Se da un lato noi italiani veniamo ammirati all’estero per il nostro valore di professionisti, ricercatori, creativi, portatori di un bagaglio storico, artistico e culturale unico, di uno stile altrettanto unico e inconfondibile, nella moda come nel design, nel cibo e nel settore automobilistico, dall’altro c’è ancora chi, ignorando tutto questo, ripropone ancora la vecchia equazione italiano = mafioso.

Quella pesante “leggerezza”

Siamo abbastanza certi che il manifesto citato in apertura non avesse intenti dispregiativi (il che non rende la scelta meno inopportuna), ma che faccia comunque parte di un certo modo di intendere il termine “mafia”, dissociandolo da ciò che realmente rappresenta, cioè un’associazione criminale. Diversamente, non si spiegherebbe come mai l’elenco di locali, siti web, prodotti e addirittura libri che utilizzano tale termine in maniera impropria, soprattutto all’estero, sia decisamente lungo.

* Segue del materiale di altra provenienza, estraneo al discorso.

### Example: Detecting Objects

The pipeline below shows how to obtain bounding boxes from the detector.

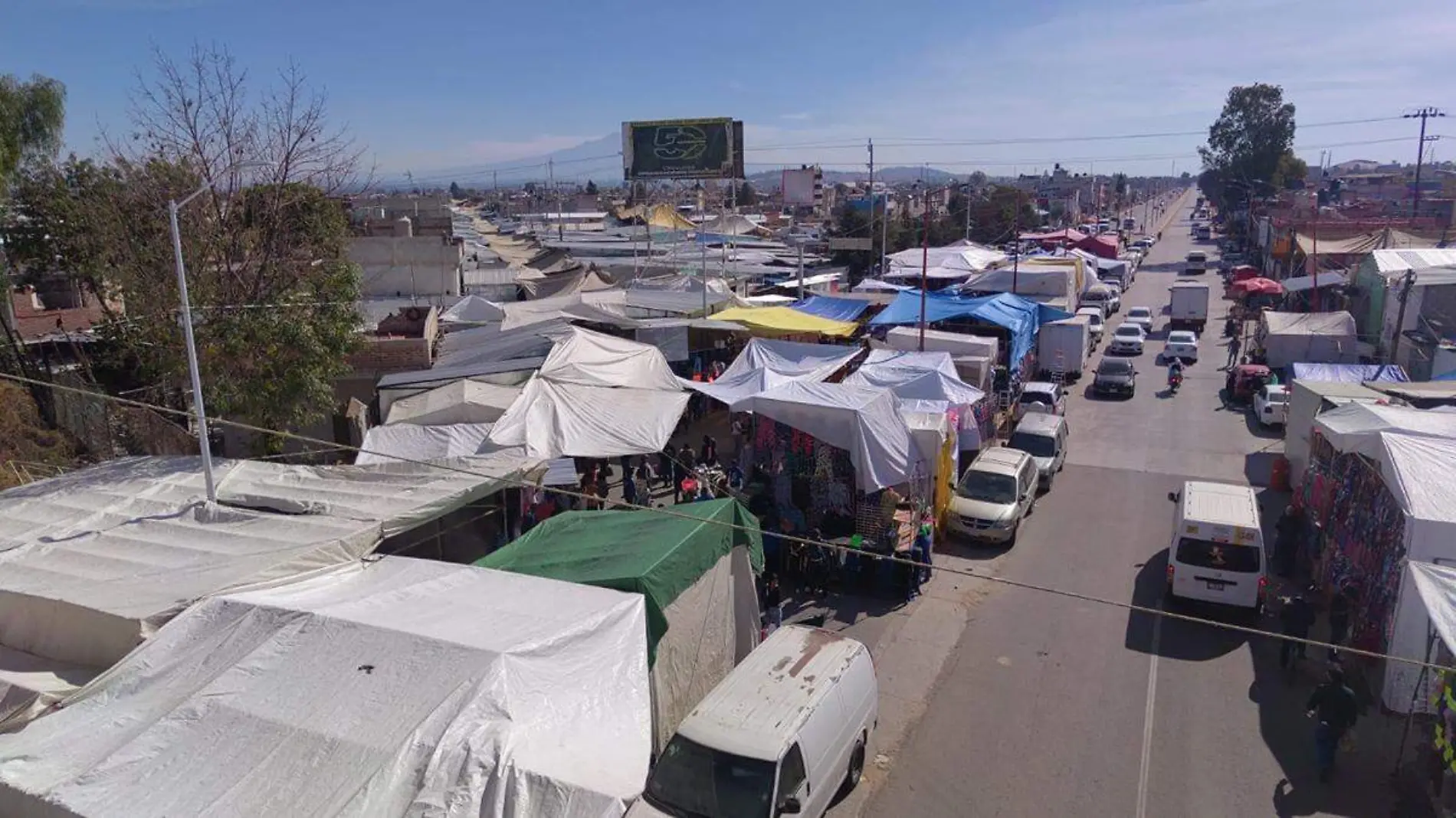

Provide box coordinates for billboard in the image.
[783,168,818,205]
[621,118,743,182]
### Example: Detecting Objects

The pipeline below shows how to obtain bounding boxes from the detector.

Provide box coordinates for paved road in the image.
[867,195,1389,818]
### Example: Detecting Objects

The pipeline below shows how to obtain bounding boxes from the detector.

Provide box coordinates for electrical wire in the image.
[0,366,1456,672]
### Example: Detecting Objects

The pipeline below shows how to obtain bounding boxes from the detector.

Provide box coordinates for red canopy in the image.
[1076,236,1117,259]
[1229,278,1284,296]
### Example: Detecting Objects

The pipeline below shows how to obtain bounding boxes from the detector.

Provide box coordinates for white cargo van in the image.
[1168,281,1208,335]
[628,624,880,818]
[1168,480,1268,613]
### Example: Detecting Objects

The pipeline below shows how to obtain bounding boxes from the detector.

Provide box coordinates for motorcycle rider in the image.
[1168,358,1182,388]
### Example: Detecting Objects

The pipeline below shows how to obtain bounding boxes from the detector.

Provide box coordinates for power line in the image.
[0,372,1456,671]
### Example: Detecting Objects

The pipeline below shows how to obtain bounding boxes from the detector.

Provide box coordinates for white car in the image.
[1077,307,1107,346]
[1107,323,1147,355]
[1163,329,1199,364]
[1123,307,1153,332]
[1254,383,1289,427]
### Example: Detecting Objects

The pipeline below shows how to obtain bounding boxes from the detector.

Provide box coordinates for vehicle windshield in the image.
[955,469,1016,505]
[644,735,776,818]
[1006,432,1057,457]
[1097,358,1133,375]
[1176,537,1260,574]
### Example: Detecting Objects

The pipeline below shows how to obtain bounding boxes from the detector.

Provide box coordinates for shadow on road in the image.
[1123,548,1248,663]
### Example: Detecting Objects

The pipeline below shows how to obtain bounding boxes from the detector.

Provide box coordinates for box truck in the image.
[1168,281,1208,335]
[1037,316,1092,380]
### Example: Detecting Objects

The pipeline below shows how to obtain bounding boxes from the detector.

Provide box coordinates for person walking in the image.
[1223,336,1241,370]
[1278,594,1315,672]
[1304,668,1360,783]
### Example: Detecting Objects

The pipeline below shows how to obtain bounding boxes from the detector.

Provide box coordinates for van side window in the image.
[776,744,805,807]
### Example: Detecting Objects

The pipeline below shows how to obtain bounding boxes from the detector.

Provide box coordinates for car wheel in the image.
[844,737,865,792]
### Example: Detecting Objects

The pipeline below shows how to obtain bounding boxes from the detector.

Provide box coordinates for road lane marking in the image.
[1137,606,1163,818]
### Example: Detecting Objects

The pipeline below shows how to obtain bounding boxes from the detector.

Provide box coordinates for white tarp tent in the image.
[0,558,651,818]
[683,338,861,412]
[1376,432,1456,712]
[0,457,530,716]
[1315,403,1456,461]
[739,381,914,492]
[384,380,521,422]
[881,240,1006,278]
[490,328,689,459]
[440,296,505,325]
[872,326,999,361]
[1258,312,1360,370]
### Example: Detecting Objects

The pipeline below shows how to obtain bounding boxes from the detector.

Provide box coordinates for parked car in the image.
[1254,383,1289,427]
[1123,307,1153,332]
[949,447,1037,546]
[1107,323,1147,355]
[1163,329,1199,364]
[1077,307,1107,346]
[1092,358,1137,398]
[1015,380,1067,420]
[1006,414,1067,490]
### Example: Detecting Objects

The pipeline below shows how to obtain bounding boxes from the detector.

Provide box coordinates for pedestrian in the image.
[1304,668,1360,783]
[1274,505,1304,579]
[762,574,783,636]
[1223,336,1241,370]
[1330,585,1356,659]
[1278,594,1315,671]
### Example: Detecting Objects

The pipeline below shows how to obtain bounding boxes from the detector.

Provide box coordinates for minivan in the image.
[628,624,880,818]
[1168,480,1268,614]
[1006,414,1067,492]
[948,448,1037,546]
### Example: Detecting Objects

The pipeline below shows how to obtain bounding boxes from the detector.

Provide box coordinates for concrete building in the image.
[348,218,464,303]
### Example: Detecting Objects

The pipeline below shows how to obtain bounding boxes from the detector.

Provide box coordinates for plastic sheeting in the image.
[385,380,521,427]
[791,296,869,322]
[0,558,651,818]
[490,328,689,459]
[1290,364,1411,383]
[713,307,858,338]
[1315,403,1456,466]
[869,291,1071,372]
[686,338,859,412]
[844,349,985,406]
[739,381,914,492]
[1382,561,1456,713]
[0,457,530,681]
[1258,312,1360,368]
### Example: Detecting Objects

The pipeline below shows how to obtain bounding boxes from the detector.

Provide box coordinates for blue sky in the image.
[0,0,1456,175]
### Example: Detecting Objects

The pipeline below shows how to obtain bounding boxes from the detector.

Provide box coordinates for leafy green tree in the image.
[1199,83,1294,205]
[0,74,66,185]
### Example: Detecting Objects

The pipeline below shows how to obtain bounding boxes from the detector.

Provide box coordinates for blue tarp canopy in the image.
[789,296,869,322]
[1291,364,1411,383]
[869,290,1071,372]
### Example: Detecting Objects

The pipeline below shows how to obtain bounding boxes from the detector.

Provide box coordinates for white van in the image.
[628,624,880,818]
[1168,480,1268,613]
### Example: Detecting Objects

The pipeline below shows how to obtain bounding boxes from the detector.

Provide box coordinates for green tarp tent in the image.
[474,499,763,661]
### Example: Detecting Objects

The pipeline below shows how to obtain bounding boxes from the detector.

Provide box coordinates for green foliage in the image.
[1199,83,1294,205]
[0,74,66,188]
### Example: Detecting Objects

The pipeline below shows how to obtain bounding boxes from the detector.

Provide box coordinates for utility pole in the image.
[1402,108,1446,223]
[867,139,888,278]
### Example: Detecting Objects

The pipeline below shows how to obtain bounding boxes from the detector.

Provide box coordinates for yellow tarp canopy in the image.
[712,307,858,338]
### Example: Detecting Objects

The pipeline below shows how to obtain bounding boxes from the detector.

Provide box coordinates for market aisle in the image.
[867,195,1389,818]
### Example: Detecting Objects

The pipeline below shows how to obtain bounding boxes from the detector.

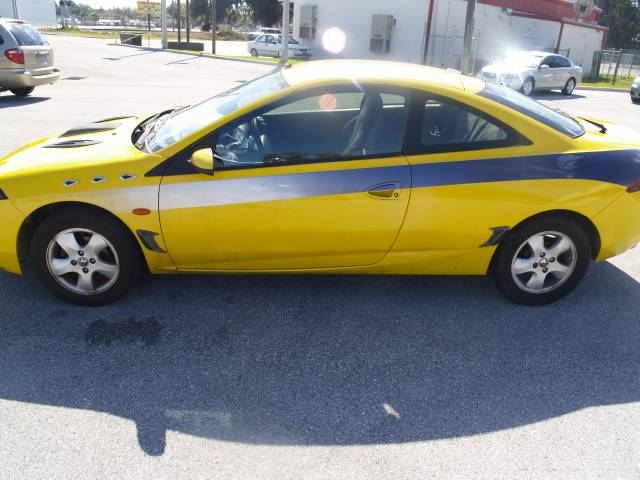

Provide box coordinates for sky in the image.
[81,0,136,8]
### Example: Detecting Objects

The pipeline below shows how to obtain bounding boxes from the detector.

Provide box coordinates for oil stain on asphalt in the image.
[84,317,162,346]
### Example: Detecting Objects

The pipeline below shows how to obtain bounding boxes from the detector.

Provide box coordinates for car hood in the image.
[0,116,158,189]
[481,63,534,75]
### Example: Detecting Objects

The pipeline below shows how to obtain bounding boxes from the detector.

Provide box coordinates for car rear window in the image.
[6,23,47,47]
[478,83,585,138]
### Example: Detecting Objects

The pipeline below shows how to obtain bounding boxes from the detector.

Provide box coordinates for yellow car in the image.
[0,61,640,305]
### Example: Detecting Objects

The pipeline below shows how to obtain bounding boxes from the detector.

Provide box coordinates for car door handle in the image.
[367,182,402,200]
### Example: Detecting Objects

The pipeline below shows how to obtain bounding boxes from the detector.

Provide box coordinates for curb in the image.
[576,86,629,93]
[107,43,280,68]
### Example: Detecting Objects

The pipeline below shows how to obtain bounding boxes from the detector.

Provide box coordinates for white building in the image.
[0,0,56,27]
[293,0,607,75]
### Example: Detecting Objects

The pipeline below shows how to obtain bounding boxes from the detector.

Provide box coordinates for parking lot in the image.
[0,37,640,480]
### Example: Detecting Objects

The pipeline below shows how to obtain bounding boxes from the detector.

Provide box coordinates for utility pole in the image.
[460,0,476,75]
[211,0,218,55]
[280,0,291,65]
[160,0,168,49]
[185,0,191,43]
[178,0,182,43]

Solo alcuni esempi: se il sugo americano Wicked Cosa Nostra o il sito di cucina mamamafiosa, sono scomparsi, altri, come il libro Cooking The Mafia, sono ancora presenti e in commercio. Ancora: in Germania mafia pie è il termine spesso utilizzato per la pizza e in Spagna molti ristoranti del franchising spagnolo La Mafia se sienta a la mesa (la mafia si siede a tavola) hanno mantenuto questo nome, nonostante nel 2019 la Corte di Giustizia dell’Unione Europea avesse sancito che non si potesse utilizzare il marchio perché, recitava la sentenza, “banalizza l’organizzazione criminale italiana” ed è “contrario all’ordine pubblico”. Per non parlare di App di giochi per smartphone con titoli come Cooking Mafia Express.

Non sarà anche un po’ “colpa” nostra?

Non sarà che il voler “marciare”, a volte anche in maniera ingenua e inconsapevole, proprio su certi stereotipi, quando non la loro sottovalutazione, finiscano per legittimarli nell’immaginario altrui come ancora attuali, se non, addirittura, come valori? Mi spiego meglio: su diverse piattaforme di vendita online (non necessariamente italiane), così come nei mercati di alcune città italiane, si trovano in vendita magliette con la scritta “Mafia”, declinata in vari modi, o con l’immagine di Marlon Brando nel ruolo di Don Vito Corleone ne Il Padrino (cui per fortuna fanno da contrappunto quelle con le figure di Dalla Chiesa, Falcone, Borsellino), e non si tratta dell’omaggio di cinefili. Parlare di goliardia sarebbe riduttivo. Vale per questi, ma il discorso si potrebbe estendere, naturalmente, anche ad altri termini o simboli.

Chissà cosa direbbe Maurizio Costanzo, che circa trent’anni fa, in una puntata del suo show, durante una storica maratona Rai-Fininvest, diede fuoco proprio ad una maglietta simile, con la scritta "Mafia made in Italy", alla presenza di Giovanni Falcone.

Qualcuno potrà obiettare che l’accostamento sia esagerato, ma il punto è che “riducendo” certi fenomeni a “souvenir” o a mero folclore, scherzandoci anche su, o romanticizzandoli, si rischia di perdere la reale consapevolezza del loro significato, del loro legame con una realtà tutt'altro che positiva, e di rafforzare certi stereotipi sugli italiani davvero duri a morire. Forse varrebbe la pena di avviare una riflessione sull'argomento.

Di questi tempi, varcare il confine tra ironia ed esaltazione, è un attimo.